Yield-bearing stablecoins also provide a way to manage risk. They offer stable value with yield, which can be used to hedge some of the volatility of other crypto assets and help diversify a user’s portfolio by holding more stable assets and/or exposure to traditional assets/RWAs (while staying within the DeFi ecosystem).

The stability of YBSs and the inclusion of real-world assets in DeFi expands its utility. As DeFi and stablecoins mature, they increasingly provide alternative solutions for traditional financial needs.  We foresee a future where people will be able to pick and choose how they want to utilize their assets/collateral to earn yield, provide liquidity, or indeed invest in riskier endeavors and DeFi will become the marketplace for a newfound abundance and diversity of such products.

Yield as a driver of liquidity

Yield-bearing stablecoins introduce a new dimension of attractiveness to DeFi.  For instance, during periods of rising interest rates, such stablecoins can offer competitive yields, making them an enticing option for investors looking for passive income as can be seen with the current craze for tokenized treasury yield.

These yield-bearing stablecoins, in turn, attract new liquidity, and given their composability within the DeFi ecosystem, they drive liquidity of the system as a whole. Liquidity is the lifeblood of financial markets, and stablecoins encourage users to provide their assets for lending or staking, which, in turn, supports borrowing and trading activities. This increased liquidity and capital inflow can be a driving force behind the growth of DeFi in the future.

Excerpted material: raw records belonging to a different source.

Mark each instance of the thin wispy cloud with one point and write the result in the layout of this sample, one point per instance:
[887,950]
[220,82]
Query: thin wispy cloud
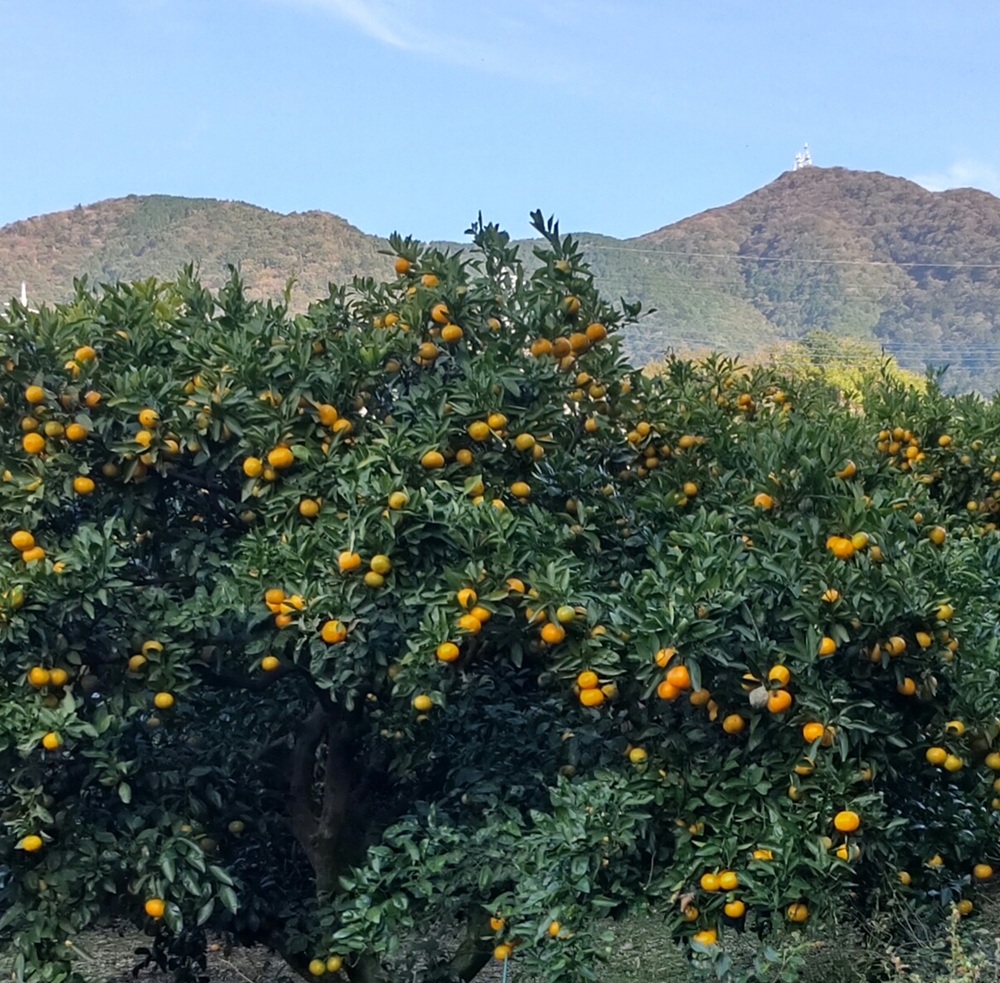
[965,173]
[372,17]
[504,43]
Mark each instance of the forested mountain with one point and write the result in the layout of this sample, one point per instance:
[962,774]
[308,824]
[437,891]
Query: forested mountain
[851,253]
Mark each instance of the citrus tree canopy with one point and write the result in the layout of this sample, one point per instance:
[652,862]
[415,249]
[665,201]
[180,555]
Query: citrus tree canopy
[420,630]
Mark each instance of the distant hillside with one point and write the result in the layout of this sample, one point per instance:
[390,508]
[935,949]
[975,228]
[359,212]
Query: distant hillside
[143,236]
[851,253]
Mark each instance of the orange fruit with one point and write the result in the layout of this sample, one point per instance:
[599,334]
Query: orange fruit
[155,907]
[467,597]
[779,675]
[39,676]
[663,657]
[479,430]
[280,458]
[846,821]
[333,632]
[83,485]
[470,623]
[447,652]
[729,880]
[33,443]
[667,691]
[348,561]
[797,913]
[779,701]
[680,677]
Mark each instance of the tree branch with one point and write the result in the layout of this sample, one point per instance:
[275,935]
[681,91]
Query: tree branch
[475,950]
[301,816]
[234,680]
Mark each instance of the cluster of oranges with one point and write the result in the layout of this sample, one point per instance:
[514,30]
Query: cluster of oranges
[283,606]
[331,964]
[24,542]
[379,567]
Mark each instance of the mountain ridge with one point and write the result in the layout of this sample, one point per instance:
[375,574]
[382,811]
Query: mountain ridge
[859,254]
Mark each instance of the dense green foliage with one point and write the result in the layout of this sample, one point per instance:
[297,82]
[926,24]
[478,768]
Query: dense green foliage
[420,629]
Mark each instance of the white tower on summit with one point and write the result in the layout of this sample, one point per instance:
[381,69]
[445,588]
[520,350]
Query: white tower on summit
[803,159]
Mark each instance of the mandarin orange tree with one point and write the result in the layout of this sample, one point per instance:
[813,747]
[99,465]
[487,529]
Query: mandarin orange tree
[420,630]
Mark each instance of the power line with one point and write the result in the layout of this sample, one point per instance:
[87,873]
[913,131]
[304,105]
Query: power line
[791,259]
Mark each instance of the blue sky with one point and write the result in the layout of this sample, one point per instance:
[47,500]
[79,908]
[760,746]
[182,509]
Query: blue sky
[619,116]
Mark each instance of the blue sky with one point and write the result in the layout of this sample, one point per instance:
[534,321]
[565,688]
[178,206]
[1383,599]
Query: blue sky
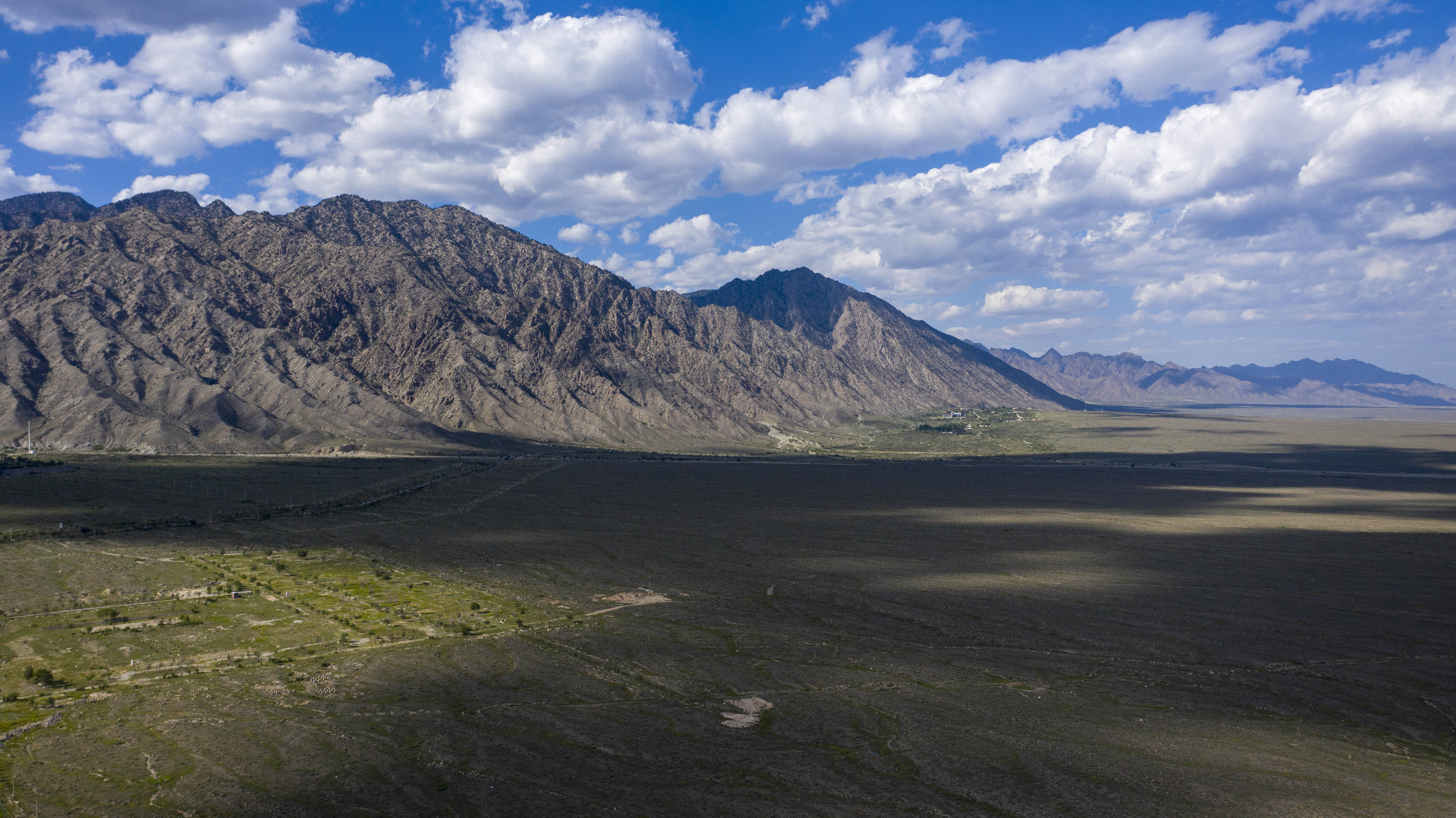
[1208,184]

As real-world assets are integrated into DeFi, we witness the potential for crypto to drive positive change in traditional finance. These developments showcase the industry’s ability to adapt and create innovative solutions that transcend the limitations of traditional systems.

Finally, the convergence of RWA and yield-bearing stablecoins in the DeFi ecosystem signifies a significant leap forward in the crypto industry. A leap that makes the benefits of DeFi clear to all — even TradFi! The inclusion of Yield Bearing Stablecoins expands the possibilities for investment while offering attractive yields, new primitives, and even new composability with DeFi.

Yield-bearing stablecoins thus offer numerous benefits and usher in a new age of blockchain finance. They allow holders to earn everything from pretty riskless folly collateralized treasury or LST-based yield and layer new RWA-based yields on top of that in an easily accessible, permissionless way.

We would argue, these benefits far outweigh the risks today already and these risks are likely to be diminished and/or better understood & mitigated over time.  Once mainstream TradFi catches up with that point of view, we could see an unseen amount of liquidity being poured back into the DeFi and crypto ecosystem-potentially reigniting interest in blockchain and thus the next cycle’s bull run.